Я улыбнулся. Все выглядело так, как будто это было обычное дело. И я вернулся туда, где мне было самое место.
Глава 29
Если бы посторонний человек решил, что бойцы эскадрона «D» были равнодушны к потере стольких наших товарищей, он бы ошибся. Не было никакого видимого выражения горя, никаких внешних признаков шока или даже чувства гнева по поводу того, что произошло, когда «Си Кинг» ушел на дно. Это могло показаться бессердечным безразличием, но не заблуждайтесь, смерть наших товарищей сильно ударила по нам. Мы были сплоченным эскадроном, и мы все чувствовали потерю. Трудно было поверить, что люди, с которыми мы всего за день до этого шутили и смеялись, внезапно исчезли. Мы не только служили с ними, но и общались с ними еще в Великобритании, мы знали их семьи и их детей.
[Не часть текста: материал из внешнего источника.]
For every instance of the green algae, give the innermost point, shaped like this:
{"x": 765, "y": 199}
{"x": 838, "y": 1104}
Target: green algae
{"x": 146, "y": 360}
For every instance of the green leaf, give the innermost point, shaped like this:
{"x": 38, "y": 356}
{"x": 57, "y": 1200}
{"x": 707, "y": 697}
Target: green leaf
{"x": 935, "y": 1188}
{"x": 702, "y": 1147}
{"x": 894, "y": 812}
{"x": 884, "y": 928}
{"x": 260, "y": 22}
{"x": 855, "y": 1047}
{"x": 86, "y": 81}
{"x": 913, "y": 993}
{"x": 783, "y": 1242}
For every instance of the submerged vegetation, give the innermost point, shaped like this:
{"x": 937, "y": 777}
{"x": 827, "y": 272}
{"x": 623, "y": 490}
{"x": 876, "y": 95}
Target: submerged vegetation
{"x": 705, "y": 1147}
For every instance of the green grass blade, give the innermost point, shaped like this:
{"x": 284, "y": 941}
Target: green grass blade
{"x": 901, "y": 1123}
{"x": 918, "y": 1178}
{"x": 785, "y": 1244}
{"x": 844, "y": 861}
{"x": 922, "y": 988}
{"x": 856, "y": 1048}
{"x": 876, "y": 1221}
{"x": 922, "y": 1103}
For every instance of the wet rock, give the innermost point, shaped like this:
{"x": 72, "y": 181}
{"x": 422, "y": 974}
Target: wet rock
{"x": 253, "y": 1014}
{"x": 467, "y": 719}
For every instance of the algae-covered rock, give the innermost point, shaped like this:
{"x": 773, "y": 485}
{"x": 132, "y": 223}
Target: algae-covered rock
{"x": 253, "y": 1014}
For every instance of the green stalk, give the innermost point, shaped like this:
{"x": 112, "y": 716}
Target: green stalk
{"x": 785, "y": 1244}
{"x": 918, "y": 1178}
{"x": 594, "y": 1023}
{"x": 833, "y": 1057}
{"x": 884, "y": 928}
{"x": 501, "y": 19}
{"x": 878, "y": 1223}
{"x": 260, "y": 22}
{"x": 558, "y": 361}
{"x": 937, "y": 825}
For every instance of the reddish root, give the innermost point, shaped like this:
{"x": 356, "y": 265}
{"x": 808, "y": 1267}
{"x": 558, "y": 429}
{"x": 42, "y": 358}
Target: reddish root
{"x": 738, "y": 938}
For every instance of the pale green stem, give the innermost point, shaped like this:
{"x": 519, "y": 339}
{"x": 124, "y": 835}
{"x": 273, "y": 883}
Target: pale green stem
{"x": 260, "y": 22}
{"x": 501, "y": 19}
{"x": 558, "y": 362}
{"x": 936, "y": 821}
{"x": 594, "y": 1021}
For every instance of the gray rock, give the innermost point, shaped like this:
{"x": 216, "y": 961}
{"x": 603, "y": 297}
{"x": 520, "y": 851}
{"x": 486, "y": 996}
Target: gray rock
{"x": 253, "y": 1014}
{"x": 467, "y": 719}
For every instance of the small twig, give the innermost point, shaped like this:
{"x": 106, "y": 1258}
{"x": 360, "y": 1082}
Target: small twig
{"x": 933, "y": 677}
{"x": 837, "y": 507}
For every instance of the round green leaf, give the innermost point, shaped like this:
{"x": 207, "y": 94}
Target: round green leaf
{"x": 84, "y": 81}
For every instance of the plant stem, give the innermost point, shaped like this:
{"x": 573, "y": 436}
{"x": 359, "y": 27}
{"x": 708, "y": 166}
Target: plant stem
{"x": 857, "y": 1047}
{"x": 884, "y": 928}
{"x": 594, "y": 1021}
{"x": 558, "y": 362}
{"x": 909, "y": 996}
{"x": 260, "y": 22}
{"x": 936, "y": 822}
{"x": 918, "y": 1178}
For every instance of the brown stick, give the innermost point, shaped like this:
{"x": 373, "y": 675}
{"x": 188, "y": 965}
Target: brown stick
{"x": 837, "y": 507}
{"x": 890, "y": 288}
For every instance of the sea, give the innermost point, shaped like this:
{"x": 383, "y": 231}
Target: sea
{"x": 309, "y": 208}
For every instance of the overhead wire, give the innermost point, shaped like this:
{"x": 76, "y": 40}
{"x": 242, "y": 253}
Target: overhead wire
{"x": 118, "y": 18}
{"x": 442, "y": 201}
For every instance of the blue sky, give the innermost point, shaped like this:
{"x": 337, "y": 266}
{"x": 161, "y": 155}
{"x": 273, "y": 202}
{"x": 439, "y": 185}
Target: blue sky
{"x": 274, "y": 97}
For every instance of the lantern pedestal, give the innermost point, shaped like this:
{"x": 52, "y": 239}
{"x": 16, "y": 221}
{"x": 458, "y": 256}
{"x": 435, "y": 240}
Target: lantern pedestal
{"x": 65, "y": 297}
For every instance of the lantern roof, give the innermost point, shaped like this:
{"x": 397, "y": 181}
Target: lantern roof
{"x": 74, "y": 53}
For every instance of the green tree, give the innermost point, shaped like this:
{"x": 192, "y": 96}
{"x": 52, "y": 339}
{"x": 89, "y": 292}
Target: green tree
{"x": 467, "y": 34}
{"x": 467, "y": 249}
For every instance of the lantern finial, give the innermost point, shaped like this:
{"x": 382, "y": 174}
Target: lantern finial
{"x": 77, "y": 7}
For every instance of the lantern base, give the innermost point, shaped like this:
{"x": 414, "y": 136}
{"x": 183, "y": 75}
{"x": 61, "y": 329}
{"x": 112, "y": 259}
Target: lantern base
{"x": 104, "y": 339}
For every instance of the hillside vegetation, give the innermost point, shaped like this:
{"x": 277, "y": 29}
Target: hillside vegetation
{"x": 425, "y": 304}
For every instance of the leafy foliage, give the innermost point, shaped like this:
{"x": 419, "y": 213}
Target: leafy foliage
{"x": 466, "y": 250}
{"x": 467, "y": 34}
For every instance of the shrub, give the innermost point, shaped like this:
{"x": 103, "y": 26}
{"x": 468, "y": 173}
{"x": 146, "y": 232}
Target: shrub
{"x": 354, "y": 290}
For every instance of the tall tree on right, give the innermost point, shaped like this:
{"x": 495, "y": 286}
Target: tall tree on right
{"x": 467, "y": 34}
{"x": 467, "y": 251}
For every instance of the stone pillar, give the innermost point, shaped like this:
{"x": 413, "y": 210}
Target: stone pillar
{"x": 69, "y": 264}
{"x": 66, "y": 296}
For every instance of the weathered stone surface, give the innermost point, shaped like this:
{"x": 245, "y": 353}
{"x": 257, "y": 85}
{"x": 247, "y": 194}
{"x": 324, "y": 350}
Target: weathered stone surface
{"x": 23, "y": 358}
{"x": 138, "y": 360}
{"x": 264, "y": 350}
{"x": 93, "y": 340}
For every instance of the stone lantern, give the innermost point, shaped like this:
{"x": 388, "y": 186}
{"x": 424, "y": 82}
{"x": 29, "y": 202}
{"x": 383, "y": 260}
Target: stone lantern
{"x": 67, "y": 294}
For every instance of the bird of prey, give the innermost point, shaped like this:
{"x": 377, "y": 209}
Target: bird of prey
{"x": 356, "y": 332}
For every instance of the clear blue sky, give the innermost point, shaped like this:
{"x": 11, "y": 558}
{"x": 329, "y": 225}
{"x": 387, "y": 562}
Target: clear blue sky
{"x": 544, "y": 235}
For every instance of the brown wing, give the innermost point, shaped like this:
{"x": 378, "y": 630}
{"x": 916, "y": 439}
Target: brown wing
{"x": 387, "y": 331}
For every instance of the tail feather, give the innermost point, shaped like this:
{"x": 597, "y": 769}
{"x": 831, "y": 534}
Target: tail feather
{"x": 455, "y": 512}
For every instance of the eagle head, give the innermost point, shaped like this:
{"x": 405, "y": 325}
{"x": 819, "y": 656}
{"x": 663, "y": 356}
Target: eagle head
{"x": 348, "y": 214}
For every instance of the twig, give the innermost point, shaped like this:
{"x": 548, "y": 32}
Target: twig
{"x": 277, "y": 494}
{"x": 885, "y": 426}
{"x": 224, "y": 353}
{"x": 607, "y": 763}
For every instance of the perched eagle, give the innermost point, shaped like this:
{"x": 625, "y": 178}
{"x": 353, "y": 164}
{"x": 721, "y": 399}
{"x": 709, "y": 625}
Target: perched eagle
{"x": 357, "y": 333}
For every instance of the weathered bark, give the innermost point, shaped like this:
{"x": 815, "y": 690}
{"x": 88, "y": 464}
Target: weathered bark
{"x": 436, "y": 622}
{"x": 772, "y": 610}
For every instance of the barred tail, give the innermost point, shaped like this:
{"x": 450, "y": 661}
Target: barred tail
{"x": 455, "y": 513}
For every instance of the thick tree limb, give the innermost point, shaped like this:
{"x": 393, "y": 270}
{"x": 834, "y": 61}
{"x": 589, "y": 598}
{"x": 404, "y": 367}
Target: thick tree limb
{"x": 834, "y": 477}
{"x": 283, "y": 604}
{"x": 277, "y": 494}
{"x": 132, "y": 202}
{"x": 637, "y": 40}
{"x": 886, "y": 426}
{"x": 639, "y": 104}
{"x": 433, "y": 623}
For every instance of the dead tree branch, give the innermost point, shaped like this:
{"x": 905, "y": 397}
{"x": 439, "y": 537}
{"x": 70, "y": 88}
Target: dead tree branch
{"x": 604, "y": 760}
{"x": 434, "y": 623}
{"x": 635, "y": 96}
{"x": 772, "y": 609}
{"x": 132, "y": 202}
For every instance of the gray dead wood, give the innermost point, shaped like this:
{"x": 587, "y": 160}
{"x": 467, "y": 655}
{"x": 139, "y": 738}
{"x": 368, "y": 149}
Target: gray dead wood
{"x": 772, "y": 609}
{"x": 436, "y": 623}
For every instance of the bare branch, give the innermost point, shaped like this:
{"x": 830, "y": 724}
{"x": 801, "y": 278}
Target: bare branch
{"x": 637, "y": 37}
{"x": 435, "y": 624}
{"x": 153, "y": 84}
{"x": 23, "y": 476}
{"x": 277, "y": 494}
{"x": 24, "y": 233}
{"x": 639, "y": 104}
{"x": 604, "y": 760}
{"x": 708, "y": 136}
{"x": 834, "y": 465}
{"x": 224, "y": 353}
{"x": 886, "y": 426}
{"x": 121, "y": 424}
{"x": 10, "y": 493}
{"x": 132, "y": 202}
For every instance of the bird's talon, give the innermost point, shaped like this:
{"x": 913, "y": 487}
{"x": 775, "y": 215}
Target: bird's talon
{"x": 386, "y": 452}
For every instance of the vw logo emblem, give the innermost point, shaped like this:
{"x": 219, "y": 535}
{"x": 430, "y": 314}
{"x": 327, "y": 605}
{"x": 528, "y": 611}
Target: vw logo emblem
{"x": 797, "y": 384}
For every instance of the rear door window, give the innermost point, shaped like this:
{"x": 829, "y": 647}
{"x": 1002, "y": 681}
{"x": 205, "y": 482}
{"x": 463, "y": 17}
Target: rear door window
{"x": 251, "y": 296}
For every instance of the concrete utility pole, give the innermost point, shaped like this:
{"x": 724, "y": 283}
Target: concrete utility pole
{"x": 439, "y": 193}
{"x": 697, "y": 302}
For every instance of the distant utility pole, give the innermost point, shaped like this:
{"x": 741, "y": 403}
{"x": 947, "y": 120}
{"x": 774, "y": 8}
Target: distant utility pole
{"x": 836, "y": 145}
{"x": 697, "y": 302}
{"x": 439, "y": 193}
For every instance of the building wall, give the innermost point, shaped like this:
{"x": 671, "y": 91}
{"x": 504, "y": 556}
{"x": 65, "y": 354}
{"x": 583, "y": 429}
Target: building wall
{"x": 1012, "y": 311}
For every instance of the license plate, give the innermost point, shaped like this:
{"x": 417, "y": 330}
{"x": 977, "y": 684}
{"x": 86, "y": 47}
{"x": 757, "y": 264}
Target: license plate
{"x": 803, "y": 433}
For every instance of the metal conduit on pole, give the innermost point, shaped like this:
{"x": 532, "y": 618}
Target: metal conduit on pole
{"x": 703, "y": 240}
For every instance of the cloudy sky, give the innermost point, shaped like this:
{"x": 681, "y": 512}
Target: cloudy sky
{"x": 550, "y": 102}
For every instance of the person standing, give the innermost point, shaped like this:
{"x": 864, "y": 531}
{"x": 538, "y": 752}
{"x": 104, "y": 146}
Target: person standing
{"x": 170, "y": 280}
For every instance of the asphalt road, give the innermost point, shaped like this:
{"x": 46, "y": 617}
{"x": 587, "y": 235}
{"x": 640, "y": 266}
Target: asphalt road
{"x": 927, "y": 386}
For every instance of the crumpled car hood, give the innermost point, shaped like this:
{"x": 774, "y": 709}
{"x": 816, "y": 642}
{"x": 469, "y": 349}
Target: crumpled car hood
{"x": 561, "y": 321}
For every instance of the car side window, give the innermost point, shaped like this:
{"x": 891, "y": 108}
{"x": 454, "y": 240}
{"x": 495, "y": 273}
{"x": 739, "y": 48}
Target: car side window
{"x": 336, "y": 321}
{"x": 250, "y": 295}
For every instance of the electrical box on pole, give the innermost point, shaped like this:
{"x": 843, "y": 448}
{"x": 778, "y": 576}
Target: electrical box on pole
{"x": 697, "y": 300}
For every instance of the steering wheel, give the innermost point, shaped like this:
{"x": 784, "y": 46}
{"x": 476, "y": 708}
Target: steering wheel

Когда Дэнни Уэст закончил составлять список погибших после падения вертолета, один из офицеров эскадрона спросил его:
- Насколько все плохо?
Дэнни передал составленный им список имен, затем проскользнул в пустую каюту, закрыл за собой дверь и заплакал.
В ту ночь Джон Гамильтон также нашел тихое местечко на «Интрепиде» и, оставшись наедине с бутылкой виски, напился до беспамятства. Но это были частные акты скорби, которые скрывались и прятались за закрытыми дверями. Размышления о том, что произошло, или разговоры об этом, не дали бы перенести это легче. Выручил черный юмор.
В тот же вечер, когда «Си Кинг» ушел на дно, Майк Роуз прилетел на «Интрепид» с «Фирлесса», как только услышал эту новость. Он обратился к эскадрону и некоторым бойцам эскадрона «G», собравшимся на затененной ангарной палубе.
Командующий начал со слов:
- Мы не можем ожидать, что пройдем через эту войну, не понеся каких-то потерь, но потерять так много людей — это принять очень трудно.
Далее он сказал:
- Наша задача выполнена только наполовину, поэтому мы должны оставить эту ужасную потерю позади и двигаться дальше.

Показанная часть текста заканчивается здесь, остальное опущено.